While the Nigerian Citizen Association South Africa (Nicasa) called on the government to act and respect all people who reside in South Africa, regardless of their nationality, the Nigerian Embassy said its government was enraged and would be sending a special envoy to engage with the South African government.

The president of Nicasa, Ben Okoli, condemned the violence and said he believed society was avoiding criminal issues caused by its own people and attacking foreigners for crimes, including the selling of drugs.

He also said contrary to popular opinion, the murder of a taxi driver in Pretoria’s CBD was not carried out by a Nigerian.

“There hasn’t been any statement from the police to confirm that a Nigerian man is responsible for the murder and the information we received proves that there was an argument between a taxi driver, the police and a Tanzanian man.
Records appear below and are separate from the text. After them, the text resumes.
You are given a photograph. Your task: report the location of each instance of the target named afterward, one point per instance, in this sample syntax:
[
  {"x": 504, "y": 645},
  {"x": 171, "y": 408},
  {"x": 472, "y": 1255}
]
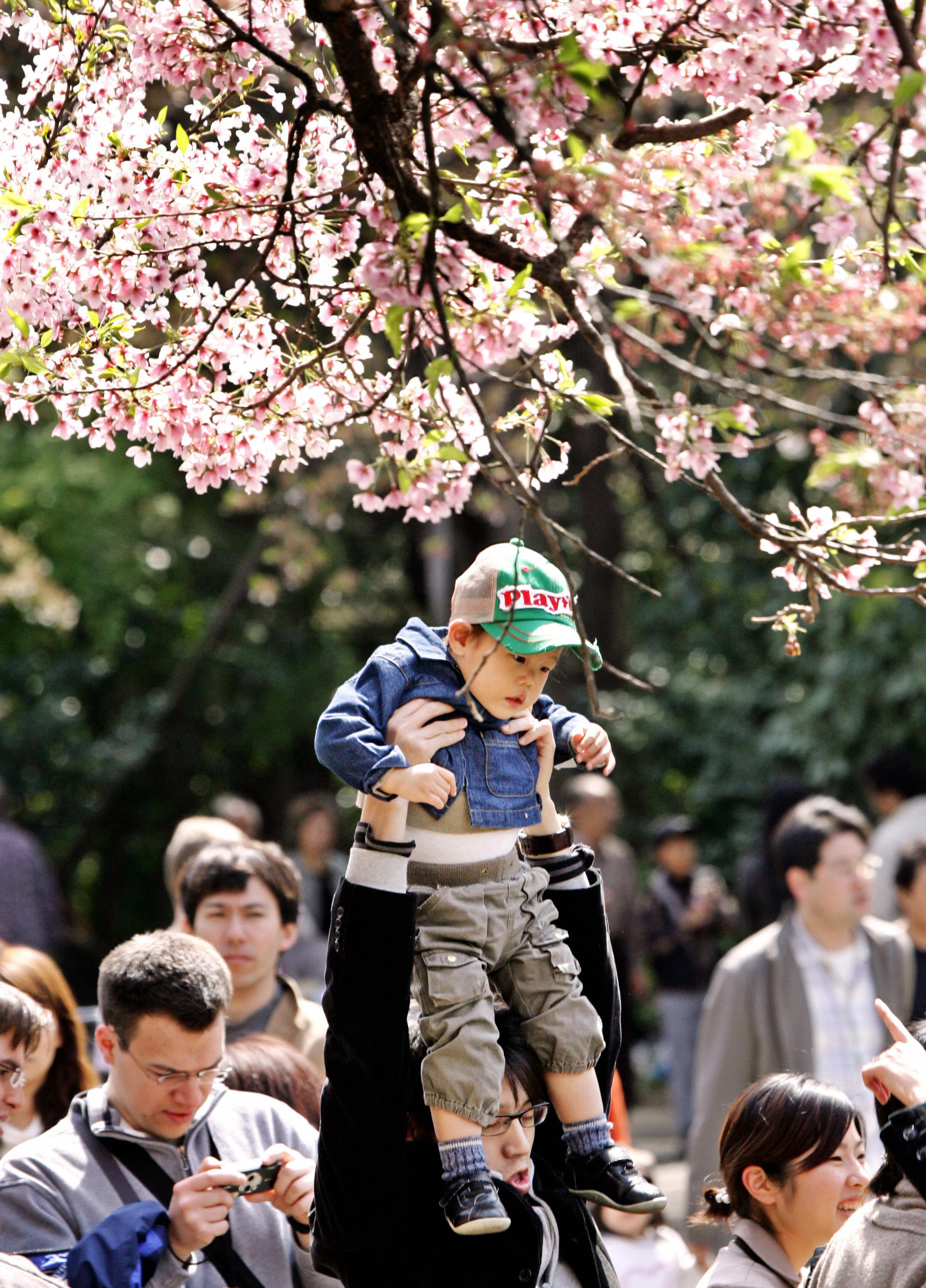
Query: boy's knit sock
[
  {"x": 589, "y": 1136},
  {"x": 463, "y": 1158}
]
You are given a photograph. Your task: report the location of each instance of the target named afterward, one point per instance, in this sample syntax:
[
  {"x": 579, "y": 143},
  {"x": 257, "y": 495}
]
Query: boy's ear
[{"x": 458, "y": 636}]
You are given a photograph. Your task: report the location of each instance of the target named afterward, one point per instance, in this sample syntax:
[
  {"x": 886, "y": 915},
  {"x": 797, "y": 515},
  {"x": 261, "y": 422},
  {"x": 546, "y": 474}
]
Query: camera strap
[{"x": 138, "y": 1161}]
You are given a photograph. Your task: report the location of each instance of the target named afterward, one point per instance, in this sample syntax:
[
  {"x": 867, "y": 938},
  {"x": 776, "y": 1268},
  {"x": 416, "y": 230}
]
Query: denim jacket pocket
[{"x": 509, "y": 772}]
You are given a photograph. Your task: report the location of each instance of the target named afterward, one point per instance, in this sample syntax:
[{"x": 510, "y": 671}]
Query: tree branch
[{"x": 634, "y": 136}]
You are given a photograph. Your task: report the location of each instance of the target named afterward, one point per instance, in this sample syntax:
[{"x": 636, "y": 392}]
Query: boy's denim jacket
[{"x": 500, "y": 776}]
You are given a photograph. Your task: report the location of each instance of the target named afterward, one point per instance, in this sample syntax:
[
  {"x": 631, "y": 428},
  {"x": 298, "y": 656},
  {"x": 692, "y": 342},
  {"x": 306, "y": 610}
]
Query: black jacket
[
  {"x": 905, "y": 1139},
  {"x": 376, "y": 1214}
]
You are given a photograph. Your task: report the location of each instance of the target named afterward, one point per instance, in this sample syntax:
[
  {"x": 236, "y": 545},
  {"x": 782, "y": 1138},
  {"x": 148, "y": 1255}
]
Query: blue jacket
[{"x": 499, "y": 774}]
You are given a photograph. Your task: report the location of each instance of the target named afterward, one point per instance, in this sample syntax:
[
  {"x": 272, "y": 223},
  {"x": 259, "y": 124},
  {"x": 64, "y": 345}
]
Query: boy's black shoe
[
  {"x": 472, "y": 1206},
  {"x": 609, "y": 1178}
]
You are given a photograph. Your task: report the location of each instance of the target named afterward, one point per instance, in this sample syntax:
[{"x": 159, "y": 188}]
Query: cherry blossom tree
[{"x": 384, "y": 224}]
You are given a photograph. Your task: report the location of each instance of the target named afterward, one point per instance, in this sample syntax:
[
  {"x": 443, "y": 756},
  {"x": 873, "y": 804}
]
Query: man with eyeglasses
[
  {"x": 165, "y": 1128},
  {"x": 799, "y": 996}
]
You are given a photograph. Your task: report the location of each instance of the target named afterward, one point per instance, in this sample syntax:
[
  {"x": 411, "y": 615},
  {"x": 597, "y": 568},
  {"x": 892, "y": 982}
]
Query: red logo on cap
[{"x": 524, "y": 597}]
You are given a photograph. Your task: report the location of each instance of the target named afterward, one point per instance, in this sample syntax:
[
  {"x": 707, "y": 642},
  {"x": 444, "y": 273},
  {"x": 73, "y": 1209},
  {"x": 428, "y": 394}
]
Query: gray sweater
[
  {"x": 883, "y": 1246},
  {"x": 53, "y": 1190},
  {"x": 756, "y": 1021}
]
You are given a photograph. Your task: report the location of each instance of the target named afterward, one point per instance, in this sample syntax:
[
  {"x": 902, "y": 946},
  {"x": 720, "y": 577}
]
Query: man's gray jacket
[
  {"x": 55, "y": 1190},
  {"x": 756, "y": 1021}
]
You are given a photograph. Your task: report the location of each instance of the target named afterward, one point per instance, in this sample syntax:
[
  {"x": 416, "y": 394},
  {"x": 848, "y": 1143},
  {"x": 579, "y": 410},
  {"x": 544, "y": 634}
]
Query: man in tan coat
[
  {"x": 799, "y": 996},
  {"x": 244, "y": 898}
]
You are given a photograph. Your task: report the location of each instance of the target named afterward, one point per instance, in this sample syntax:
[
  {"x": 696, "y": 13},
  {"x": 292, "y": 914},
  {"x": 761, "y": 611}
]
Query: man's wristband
[{"x": 536, "y": 846}]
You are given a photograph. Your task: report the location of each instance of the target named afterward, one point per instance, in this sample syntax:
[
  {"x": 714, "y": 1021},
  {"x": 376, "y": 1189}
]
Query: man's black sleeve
[
  {"x": 371, "y": 951},
  {"x": 581, "y": 915},
  {"x": 905, "y": 1139}
]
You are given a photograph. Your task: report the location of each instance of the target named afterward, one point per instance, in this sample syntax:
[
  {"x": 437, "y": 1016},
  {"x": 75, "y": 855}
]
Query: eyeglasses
[
  {"x": 13, "y": 1076},
  {"x": 530, "y": 1117},
  {"x": 207, "y": 1077}
]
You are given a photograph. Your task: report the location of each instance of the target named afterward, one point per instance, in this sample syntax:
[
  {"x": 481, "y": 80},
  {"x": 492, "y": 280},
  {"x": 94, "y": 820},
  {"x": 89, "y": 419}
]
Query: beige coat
[
  {"x": 881, "y": 1246},
  {"x": 737, "y": 1269},
  {"x": 301, "y": 1023},
  {"x": 756, "y": 1021}
]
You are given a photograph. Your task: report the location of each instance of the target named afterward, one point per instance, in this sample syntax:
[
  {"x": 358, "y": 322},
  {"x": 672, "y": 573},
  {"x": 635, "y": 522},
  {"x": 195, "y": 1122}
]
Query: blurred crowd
[{"x": 774, "y": 971}]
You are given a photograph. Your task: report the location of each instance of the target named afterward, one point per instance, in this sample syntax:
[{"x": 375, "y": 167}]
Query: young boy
[{"x": 474, "y": 813}]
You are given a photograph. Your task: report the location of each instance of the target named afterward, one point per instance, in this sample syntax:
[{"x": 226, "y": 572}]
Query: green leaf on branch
[
  {"x": 908, "y": 87},
  {"x": 452, "y": 454},
  {"x": 393, "y": 326},
  {"x": 416, "y": 223},
  {"x": 436, "y": 369},
  {"x": 20, "y": 322},
  {"x": 597, "y": 404},
  {"x": 519, "y": 281},
  {"x": 831, "y": 179}
]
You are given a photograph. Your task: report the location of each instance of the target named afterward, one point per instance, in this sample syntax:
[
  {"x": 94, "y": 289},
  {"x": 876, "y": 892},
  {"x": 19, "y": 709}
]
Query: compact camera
[{"x": 258, "y": 1178}]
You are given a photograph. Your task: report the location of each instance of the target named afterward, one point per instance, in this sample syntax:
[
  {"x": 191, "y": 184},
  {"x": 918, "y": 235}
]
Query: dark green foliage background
[{"x": 728, "y": 711}]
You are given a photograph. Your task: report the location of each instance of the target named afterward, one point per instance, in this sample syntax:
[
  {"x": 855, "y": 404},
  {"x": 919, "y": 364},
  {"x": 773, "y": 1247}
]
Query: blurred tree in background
[{"x": 194, "y": 641}]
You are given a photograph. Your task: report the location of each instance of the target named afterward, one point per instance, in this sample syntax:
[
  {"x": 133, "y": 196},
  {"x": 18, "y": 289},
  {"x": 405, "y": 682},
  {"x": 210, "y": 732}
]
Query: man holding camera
[{"x": 164, "y": 1128}]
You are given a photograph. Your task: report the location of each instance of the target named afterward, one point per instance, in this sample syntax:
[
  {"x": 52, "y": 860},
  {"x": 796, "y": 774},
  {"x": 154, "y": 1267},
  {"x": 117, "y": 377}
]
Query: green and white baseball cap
[{"x": 521, "y": 599}]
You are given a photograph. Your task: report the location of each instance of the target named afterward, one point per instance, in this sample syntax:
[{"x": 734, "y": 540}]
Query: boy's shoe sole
[
  {"x": 485, "y": 1225},
  {"x": 603, "y": 1201}
]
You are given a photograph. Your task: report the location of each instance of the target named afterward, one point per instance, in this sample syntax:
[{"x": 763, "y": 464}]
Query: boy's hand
[
  {"x": 530, "y": 729},
  {"x": 415, "y": 731},
  {"x": 428, "y": 785},
  {"x": 591, "y": 748}
]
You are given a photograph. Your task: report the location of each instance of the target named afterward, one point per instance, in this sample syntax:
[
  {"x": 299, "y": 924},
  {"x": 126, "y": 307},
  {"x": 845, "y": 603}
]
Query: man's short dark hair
[
  {"x": 798, "y": 839},
  {"x": 227, "y": 870},
  {"x": 912, "y": 858},
  {"x": 164, "y": 973},
  {"x": 897, "y": 772},
  {"x": 21, "y": 1019}
]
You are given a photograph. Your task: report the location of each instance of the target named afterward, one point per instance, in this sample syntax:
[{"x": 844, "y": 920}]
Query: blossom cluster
[{"x": 352, "y": 223}]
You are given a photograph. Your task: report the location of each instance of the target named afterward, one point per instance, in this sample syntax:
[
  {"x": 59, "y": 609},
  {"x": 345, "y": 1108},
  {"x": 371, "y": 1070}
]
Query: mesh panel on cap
[{"x": 474, "y": 592}]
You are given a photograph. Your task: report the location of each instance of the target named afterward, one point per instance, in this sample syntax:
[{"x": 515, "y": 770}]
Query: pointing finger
[{"x": 891, "y": 1023}]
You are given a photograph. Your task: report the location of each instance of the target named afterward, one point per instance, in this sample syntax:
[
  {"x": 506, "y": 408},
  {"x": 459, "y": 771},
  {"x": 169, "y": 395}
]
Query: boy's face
[{"x": 507, "y": 683}]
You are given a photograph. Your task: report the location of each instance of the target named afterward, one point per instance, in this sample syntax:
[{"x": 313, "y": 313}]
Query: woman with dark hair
[
  {"x": 793, "y": 1160},
  {"x": 59, "y": 1068},
  {"x": 885, "y": 1245},
  {"x": 274, "y": 1068}
]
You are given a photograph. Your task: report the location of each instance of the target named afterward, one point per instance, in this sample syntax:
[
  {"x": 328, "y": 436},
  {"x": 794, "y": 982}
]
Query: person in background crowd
[
  {"x": 885, "y": 1243},
  {"x": 800, "y": 995},
  {"x": 274, "y": 1068},
  {"x": 646, "y": 1251},
  {"x": 59, "y": 1067},
  {"x": 22, "y": 1023},
  {"x": 897, "y": 790},
  {"x": 189, "y": 839},
  {"x": 910, "y": 880},
  {"x": 30, "y": 902},
  {"x": 594, "y": 808},
  {"x": 684, "y": 915},
  {"x": 244, "y": 898},
  {"x": 760, "y": 892},
  {"x": 237, "y": 809},
  {"x": 312, "y": 829},
  {"x": 157, "y": 1129},
  {"x": 793, "y": 1161}
]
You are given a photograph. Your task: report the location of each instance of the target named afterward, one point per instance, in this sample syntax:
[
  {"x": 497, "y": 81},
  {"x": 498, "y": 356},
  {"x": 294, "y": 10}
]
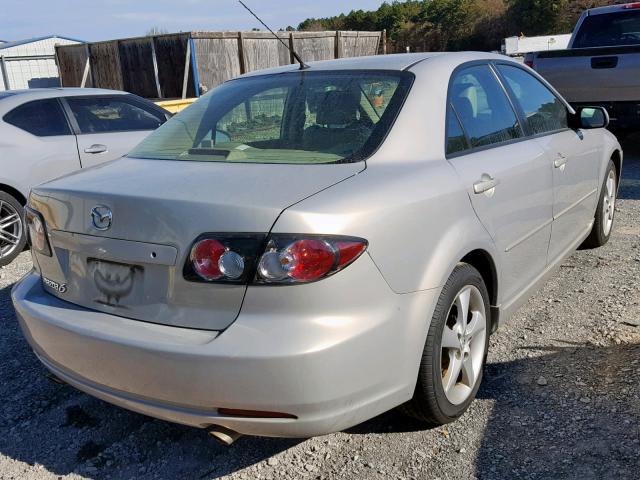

We aren’t responsible for killing him,” Okoli said.

Nicasa deputy secretary-general Dr SJ Uba echoed his colleague’s sentiments and said “the Nigerian community calls for strict observation of rights of all individuals, including non-nationals, to equality, dignity and the security of their person, lives and property”.

“The government should ensure that the acts of xenophobic attacks are investigated and that persons who incited and perpetrated the attacks are brought to justice to end the lack of accountability that feeds the cycle of xenophobic attacks.

“We urge political parties, politicians, community leaders and individuals to restrain from statements that fuel division and incite violence against non-nationals.”

Nigerian foreign service officer Lauren Jingina said “[the violence] needs to be condemned unequivocally by all well-meaning human beings.

“The government needs to take decisive action to make sure that this doesn’t recur.

“The Nigerian government is taking this seriously. The minister of foreign affairs has angrily condemned the attacks as ‘sickening’ and one too many. We are compiling a list of losses suffered by our nationals and intend to press for compensation. The president will be sending a special envoy to take up the matter with the South African government,” said Jingina.